Polar coordinates are an alternative to the more familiar rectangular coordinate system for representing positions on a two-dimensional plane. While rectangular coordinates use horizontal and vertical components, known as x and y, to describe the location of a point, polar coordinates use a radius and an angle to express this location.

In polar coordinates, a point is represented by a pair \( (r, \theta) \) where \( r \) is the distance from the origin (the pole) to the point and \( \theta \) is the angle between the positive x-axis and the line connecting the origin to the point. This system is especially useful in situations where phenomena naturally form around a central point, such as the propagation of radar signals or the orbits of celestial bodies.

Rectangular coordinates, also known as Cartesian coordinates, are the most commonly used coordinate system. They divide the plane into four quadrants using two perpendicular axes: the x-axis horizontally and the y-axis vertically. Every point in the plane is identified by an ordered pair \( (x, y) \) where \( x \) is the distance to the right (or left) of the y-axis, and \( y \) is the distance above (or below) the x-axis.

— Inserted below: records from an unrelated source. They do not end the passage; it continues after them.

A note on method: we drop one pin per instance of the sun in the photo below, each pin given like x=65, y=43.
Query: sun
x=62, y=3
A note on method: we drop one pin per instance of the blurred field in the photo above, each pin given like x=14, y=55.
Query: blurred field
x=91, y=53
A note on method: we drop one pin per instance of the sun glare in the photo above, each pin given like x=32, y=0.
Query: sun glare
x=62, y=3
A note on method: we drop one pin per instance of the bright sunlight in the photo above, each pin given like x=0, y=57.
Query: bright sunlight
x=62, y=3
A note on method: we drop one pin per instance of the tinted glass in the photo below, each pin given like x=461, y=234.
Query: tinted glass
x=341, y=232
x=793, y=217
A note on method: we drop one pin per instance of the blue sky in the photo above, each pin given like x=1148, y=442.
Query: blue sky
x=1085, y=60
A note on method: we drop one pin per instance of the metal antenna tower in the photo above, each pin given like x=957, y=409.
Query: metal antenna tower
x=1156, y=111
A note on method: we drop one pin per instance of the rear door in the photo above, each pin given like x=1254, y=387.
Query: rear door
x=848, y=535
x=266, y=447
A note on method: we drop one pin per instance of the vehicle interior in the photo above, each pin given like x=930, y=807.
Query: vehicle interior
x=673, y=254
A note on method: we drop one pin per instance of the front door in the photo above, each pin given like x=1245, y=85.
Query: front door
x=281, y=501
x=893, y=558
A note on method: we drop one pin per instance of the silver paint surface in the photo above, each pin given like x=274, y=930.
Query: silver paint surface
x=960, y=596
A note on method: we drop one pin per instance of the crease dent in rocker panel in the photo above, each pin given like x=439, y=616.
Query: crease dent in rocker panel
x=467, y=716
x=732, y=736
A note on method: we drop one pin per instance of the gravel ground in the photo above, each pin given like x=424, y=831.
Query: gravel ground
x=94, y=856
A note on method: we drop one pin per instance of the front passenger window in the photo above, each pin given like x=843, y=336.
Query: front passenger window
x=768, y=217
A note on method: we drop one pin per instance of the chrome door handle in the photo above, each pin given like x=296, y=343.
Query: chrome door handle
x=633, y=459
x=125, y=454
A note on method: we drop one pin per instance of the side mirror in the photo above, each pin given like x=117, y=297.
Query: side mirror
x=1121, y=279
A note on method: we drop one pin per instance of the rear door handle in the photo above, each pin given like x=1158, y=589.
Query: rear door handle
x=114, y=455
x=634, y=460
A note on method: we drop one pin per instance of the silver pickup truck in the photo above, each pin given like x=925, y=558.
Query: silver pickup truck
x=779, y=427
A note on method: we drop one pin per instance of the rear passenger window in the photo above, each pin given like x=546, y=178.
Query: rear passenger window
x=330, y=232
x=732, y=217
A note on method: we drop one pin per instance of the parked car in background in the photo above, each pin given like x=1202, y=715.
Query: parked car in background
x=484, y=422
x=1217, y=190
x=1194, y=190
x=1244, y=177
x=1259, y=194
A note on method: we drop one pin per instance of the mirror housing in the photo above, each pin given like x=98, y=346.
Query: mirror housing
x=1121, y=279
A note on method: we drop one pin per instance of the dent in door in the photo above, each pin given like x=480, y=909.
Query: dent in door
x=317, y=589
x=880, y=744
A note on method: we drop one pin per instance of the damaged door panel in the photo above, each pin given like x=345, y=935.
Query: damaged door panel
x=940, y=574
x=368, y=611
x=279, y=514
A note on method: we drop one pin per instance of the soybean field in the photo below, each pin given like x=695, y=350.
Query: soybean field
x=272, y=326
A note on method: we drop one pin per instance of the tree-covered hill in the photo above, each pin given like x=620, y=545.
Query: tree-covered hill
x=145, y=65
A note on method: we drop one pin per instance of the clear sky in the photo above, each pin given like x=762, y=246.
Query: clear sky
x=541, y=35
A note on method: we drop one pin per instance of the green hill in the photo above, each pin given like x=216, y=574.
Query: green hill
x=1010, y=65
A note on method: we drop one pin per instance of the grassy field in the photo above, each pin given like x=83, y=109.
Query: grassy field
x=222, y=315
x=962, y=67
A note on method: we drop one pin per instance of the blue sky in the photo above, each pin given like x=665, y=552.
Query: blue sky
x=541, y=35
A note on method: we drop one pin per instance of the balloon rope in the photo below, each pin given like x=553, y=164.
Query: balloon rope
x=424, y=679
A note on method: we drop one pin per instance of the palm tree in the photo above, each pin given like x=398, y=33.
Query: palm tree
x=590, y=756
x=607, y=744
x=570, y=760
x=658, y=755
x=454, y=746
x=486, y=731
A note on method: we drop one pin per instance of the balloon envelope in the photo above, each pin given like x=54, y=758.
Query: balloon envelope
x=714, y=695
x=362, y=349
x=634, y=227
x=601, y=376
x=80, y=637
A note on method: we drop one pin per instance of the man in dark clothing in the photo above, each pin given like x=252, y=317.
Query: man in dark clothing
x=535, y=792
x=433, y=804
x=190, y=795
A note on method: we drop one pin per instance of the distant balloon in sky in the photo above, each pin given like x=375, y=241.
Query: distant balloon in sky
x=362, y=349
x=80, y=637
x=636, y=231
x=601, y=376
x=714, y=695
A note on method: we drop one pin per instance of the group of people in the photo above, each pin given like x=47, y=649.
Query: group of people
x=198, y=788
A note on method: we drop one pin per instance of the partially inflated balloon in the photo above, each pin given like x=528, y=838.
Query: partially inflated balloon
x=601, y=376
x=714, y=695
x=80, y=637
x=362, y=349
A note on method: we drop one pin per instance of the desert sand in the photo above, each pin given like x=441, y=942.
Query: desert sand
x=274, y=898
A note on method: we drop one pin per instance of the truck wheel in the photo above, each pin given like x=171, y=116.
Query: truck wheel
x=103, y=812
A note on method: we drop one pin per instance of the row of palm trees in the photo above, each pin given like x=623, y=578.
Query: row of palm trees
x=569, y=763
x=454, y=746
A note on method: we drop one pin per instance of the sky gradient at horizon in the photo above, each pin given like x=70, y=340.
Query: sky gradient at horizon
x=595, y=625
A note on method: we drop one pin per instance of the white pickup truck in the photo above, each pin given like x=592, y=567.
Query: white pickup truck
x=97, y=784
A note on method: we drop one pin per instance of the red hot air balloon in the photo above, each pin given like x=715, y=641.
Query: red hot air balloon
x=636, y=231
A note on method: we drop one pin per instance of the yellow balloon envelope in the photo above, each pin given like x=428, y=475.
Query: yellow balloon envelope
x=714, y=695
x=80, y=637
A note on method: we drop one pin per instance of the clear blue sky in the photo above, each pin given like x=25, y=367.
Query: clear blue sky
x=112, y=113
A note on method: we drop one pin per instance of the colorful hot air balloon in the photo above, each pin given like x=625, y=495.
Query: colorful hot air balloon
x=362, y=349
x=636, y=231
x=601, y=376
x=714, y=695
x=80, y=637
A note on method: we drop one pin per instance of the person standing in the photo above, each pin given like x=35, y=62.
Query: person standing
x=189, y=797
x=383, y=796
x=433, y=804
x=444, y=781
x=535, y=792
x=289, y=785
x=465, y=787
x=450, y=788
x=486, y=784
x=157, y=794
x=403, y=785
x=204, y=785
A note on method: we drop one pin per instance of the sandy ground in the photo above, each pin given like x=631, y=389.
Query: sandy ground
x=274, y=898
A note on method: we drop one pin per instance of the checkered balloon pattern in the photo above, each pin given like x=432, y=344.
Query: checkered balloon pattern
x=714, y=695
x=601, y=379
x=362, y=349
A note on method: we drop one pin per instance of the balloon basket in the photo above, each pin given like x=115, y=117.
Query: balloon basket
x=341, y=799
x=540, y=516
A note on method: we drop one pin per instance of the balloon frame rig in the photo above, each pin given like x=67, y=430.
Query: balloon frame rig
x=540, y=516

Rectangular coordinates are widely favored for their simplicity, especially in conventional display formats such as computer and television screens. They are intuitive for constructing geometric shapes and for performing algebraic computations.

Conversion formulas bridge the gap between polar and rectangular coordinates, allowing for the translation of points from one system to the other. The formulas derive from the definitions of sine and cosine in right-angled triangles and trigonometric identities.

The conversion from polar to rectangular coordinates is given by the formulas:

• \(x = r \cos(\theta)\)
• \(y = r \sin(\theta)\)

Conversely, converting from rectangular to polar coordinates involves these formulas:

• \(r = \sqrt{x^2 + y^2}\)
• \(\theta = \arctan\left(\frac{y}{x}\right)\)

Understanding these relationships is crucial for fields that utilize both systems, such as engineering and physics.

Trigonometric functions are fundamental to the relationship between the sides and angles of triangles, and they are vital for converting between polar and rectangular coordinates. The primary trigonometric functions are sine (sin), cosine (cos), and tangent (tan).

The functions are defined as ratios of sides in a right-angled triangle: sine is opposite over hypotenuse, cosine is adjacent over hypotenuse, and tangent is opposite over adjacent. These functions also describe the relationships of the angles to the unit circle, where the hypotenuse equals one. In the context of conversion, knowing the exact values of trigonometric functions for common angles, such as \(-\frac{2 \pi}{3}\), is essential for accurate calculation of coordinates.